Reputation: 4907
I've already achieved a substantial speed up (~6.5x) by moving subsetting operations from base data.frame
operations to data.table
operations. But I'm wondering if I can get any improvement in memory.
My understanding is that R does not natively pass-by-reference (eg. see here). So, I'm seeking a method (short of re-writing a complex function in Rcpp
) to do so. data.table
provides some improvement [after editing my question to include typo caught by @joshua ulrich below]. But I'm looking for a larger improvement if possible.
In my actual use case, I'm doing simulation in parallel of numerous datasets with optimization via simulated annealing. I'd rather not re-write both simulated annealing and my loss function calculations in Rcpp due to the increased dev time and increased technical debt.
What I'm largely concerned with is removing some subset of observations from a dataset and adding in another subset of observations. A very simple (nonsensical) example is given here. Is there a way to decrease memory usage? My current usage appears to pass-by-value and therefore memory usage (RAM) is roughly doubled.
library(data.table)
set.seed(444L)
df1 <- data.frame(matrix(rnorm(1e7), ncol= 10))
df2 <- data.table(matrix(rnorm(1e7), ncol= 10))
prof_func <- function(df) {
s1 <- sample(1:nrow(df), size= 500, replace=F)

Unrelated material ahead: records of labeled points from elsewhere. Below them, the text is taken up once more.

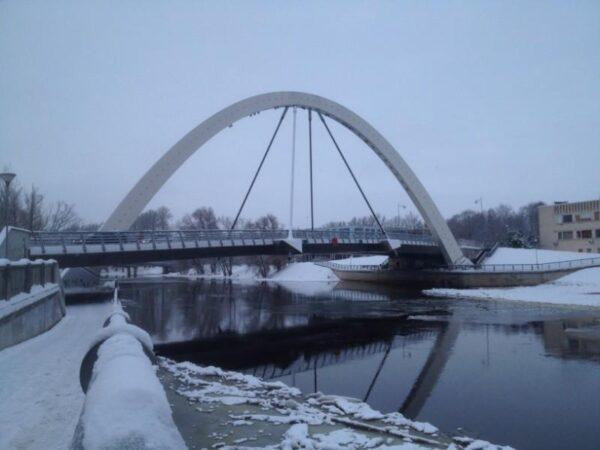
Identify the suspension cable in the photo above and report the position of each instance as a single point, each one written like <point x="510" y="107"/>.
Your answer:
<point x="352" y="174"/>
<point x="293" y="172"/>
<point x="312" y="214"/>
<point x="259" y="167"/>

s2 <- sample(1:nrow(df), size= 500, replace=F)
return(rbind(df[-s1,], df[s2,]))
}
dt_m <- df_m <- vector("numeric", length= 500L)
for (i in 1:500) {
Rprof("./DF_mem.out", memory.profiling = TRUE)
y <- prof_func(df1)
Rprof(NULL)
df <- summaryRprof("./DF_mem.out", memory= "both")

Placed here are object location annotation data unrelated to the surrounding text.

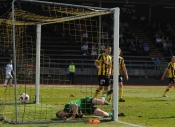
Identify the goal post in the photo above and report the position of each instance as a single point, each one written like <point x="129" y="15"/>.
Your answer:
<point x="57" y="13"/>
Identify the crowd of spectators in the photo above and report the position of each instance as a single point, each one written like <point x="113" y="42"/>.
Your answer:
<point x="164" y="36"/>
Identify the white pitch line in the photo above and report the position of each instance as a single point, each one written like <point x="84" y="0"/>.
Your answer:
<point x="134" y="125"/>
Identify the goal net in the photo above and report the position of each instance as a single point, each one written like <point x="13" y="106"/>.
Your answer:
<point x="42" y="38"/>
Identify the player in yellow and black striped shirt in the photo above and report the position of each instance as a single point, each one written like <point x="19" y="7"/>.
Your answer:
<point x="121" y="68"/>
<point x="103" y="64"/>
<point x="171" y="75"/>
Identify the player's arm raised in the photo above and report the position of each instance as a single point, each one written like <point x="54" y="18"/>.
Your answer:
<point x="163" y="76"/>
<point x="126" y="72"/>
<point x="74" y="107"/>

df_m[i] <- df$by.self$mem.total[which(rownames(df$by.self) == "\"rbind\"")]
Rprof("./DT_mem.out", memory.profiling = TRUE)
y2 <- prof_func(df2)
Rprof(NULL)
dt <- summaryRprof("./DT_mem.out", memory = "both")
dt_m[i] <- dt$by.self$mem.total[which(rownames(dt$by.self) == "\"rbind\"")]
}
pryr::object_size(df1)
80 MB
pryr::object_size(df2)
80 MB
# EDITED: via typo / fix from @Joshua Ulrich.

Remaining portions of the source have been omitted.